Int. Office
Staff are busy working at their desks. The manager walks in.
Manager:
Everybody, could you gather round please?
Everyone stops working and looks at the manager.
Manager:
I've just been in a meeting with the managing director and, unfortunately, we're going to have to make some cuts.
Man 1:
Redundancies?
Manager:
(LAUGHS) No, not exactly! Look, you, come up here.
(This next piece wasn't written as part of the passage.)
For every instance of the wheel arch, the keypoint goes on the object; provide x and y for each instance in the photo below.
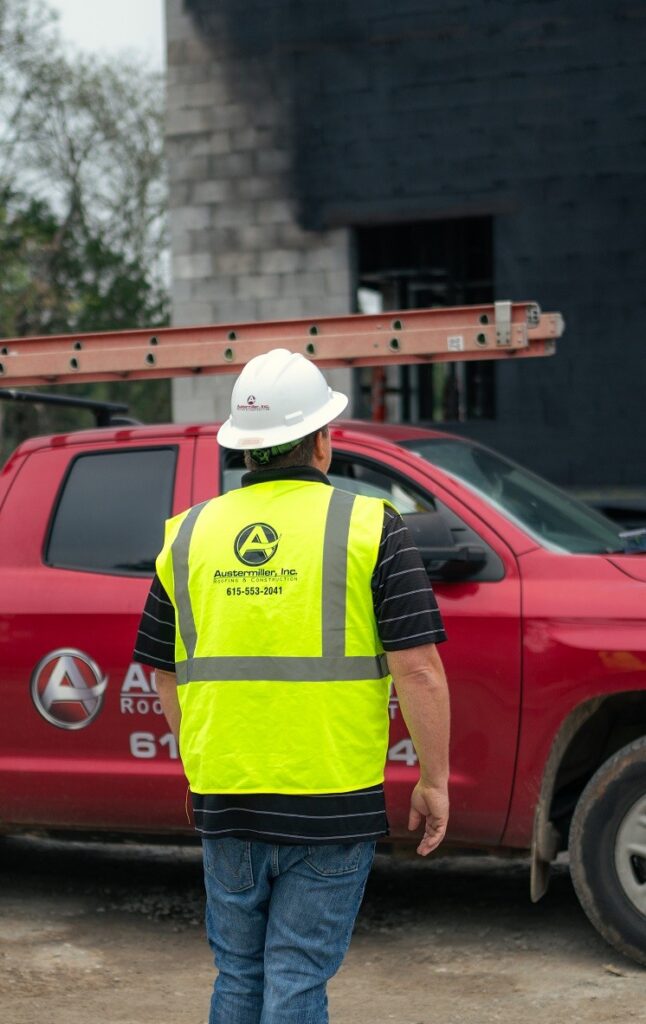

Man 1 gets up and stands with the manager.
Manager:
What we'll be doing is: getting a hacksaw and cutting you across here (POINTS TO LEFT SHOULDER), here (POINTS TO RIGHT SHOULDER), here (POINTS TO LEFT THIGH) and finally here (POINTS TO RIGHT THIGH).
Woman 1:
So, what you're saying is: you'll be cutting our arms and legs off?
Manager:
No, no, no, no, no! It's nothing like that! It's what we term 'effective limb redistribution'.
Man 2:
It does sound a lot like cutting our arms and legs off.
Manager:
Look, research, at our parent company in the States, has shown that some team members - when stripped of their limbs - do tend to be more focussed at times. And focus equals productivity.
Man 1:
That's all very well and good for the company, but what's in it for us?
Murmurs of questioning ripple through the staff.
Manager:
In the short term, there won't be any clear benefits, but looking at the bigger picture, you will, in the long term, save a LOT of money of clothes.
Murmurs of agreement ripple through the staff.
Woman 2:
How are we going to get about though? I mean, I sit here and the photocopier's all the way over there.
Manager:
We'll be installing a highly sophisticated pulley system, but you don't need to worry about that for now. Training will be given.
Man 1:
How are we going to type?
Manager:
You'll primarily be using the nose. And, don't worry, Colin, we'll get you a keyboard with extra large keys!
The staff laugh. Colin, at the back, playfully bats the joke away.
Manager:
Ok, I think that's about it for now! Oh, of course! There was one more thing! The company will no longer be providing free coffee.
The staff are momentarily dumbstruck before forming a shouting rabble and chucking office equipment at the manager.